Melissa Gonyea also spoke at the sentencing.
“I did what I did out of fear,” she said.
“I am truly, from the deepest part of my heart, sorry for what happened,” she said.
McKeighan said he believed that the mitigating factors were taken into account, which resulted in a shorter sentence.
McKeighan was not persuaded by the argument Gonyea acted out of fear for her husband, saying that she had opportunities to get out or use a cell phone to get help.
“You stood by and let a 95-year-old woman get murdered,” he said. “That’s inexcusable.”
McKeighan imposed on Melissa Gonyea two concurrent sentences of 2-1/3 to 7 years for two counts of hindering prosecution and another 1 to 3 years for offering a false instrument for filing.
Washington County District Attorney Tony Jordan said it was nice to hear from the family members to paint the picture of who Twiss was.
The Gonyeas originally were scheduled to be sentenced in February.
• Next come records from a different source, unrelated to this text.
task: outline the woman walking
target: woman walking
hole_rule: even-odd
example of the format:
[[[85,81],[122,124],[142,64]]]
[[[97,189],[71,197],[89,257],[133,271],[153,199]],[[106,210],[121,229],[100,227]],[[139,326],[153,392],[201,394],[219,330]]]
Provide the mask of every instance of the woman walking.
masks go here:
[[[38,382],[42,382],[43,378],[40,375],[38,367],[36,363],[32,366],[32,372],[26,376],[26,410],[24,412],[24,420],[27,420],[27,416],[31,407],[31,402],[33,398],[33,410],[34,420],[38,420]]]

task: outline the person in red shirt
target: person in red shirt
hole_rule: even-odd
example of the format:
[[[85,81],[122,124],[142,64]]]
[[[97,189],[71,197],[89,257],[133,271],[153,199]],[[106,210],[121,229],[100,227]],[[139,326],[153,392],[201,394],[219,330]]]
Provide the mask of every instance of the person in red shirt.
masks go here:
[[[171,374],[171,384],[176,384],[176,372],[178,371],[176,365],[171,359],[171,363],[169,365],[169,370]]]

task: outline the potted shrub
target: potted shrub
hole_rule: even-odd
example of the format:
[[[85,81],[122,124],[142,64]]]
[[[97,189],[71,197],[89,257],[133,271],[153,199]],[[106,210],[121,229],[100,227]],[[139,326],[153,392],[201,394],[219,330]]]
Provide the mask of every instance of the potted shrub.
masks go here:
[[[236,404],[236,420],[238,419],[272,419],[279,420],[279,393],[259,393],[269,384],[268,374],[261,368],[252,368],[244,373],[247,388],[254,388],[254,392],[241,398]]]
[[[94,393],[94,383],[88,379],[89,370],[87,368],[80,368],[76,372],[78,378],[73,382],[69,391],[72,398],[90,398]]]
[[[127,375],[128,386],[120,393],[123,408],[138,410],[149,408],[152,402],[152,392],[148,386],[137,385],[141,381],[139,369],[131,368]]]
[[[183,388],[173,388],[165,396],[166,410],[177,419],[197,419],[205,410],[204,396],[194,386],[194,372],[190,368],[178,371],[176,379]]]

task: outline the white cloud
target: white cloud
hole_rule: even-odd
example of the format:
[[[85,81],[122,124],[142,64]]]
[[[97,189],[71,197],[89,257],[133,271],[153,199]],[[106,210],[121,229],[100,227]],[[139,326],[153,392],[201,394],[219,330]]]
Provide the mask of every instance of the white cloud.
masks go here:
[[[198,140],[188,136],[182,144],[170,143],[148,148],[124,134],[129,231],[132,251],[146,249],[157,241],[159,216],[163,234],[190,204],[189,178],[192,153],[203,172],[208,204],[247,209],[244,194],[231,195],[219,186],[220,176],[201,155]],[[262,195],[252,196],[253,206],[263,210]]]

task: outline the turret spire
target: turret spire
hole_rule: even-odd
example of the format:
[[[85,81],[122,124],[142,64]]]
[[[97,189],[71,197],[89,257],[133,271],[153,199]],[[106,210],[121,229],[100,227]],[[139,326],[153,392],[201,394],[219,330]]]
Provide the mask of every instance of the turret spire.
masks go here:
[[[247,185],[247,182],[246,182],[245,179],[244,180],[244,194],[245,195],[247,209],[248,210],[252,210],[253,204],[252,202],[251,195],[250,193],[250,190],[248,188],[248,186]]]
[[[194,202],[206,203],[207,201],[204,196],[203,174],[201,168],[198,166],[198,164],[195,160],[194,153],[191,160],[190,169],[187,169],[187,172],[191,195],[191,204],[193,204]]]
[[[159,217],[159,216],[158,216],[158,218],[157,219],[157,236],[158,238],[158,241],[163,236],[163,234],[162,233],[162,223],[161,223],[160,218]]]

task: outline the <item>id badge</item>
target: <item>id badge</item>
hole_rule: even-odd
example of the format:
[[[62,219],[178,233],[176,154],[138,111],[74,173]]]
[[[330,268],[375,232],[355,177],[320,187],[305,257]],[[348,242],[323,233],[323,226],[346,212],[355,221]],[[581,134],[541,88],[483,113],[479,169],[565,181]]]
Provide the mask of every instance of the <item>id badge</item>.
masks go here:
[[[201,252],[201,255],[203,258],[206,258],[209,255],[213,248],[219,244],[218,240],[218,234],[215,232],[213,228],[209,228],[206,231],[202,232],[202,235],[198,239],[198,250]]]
That was postponed, however, after two other relatives of Twiss’ — her son, Gordon W. Twiss, and grandson, David Twiss — were indicted on conspiracy charges for alleged involvement in plotting the crime.
Those charges were dismissed by McKeighan when he ruled that the grand jury had been allowed to hear impermissible “opinion” testimony from the Gonyeas and from police officers who suspected the men’s involvement.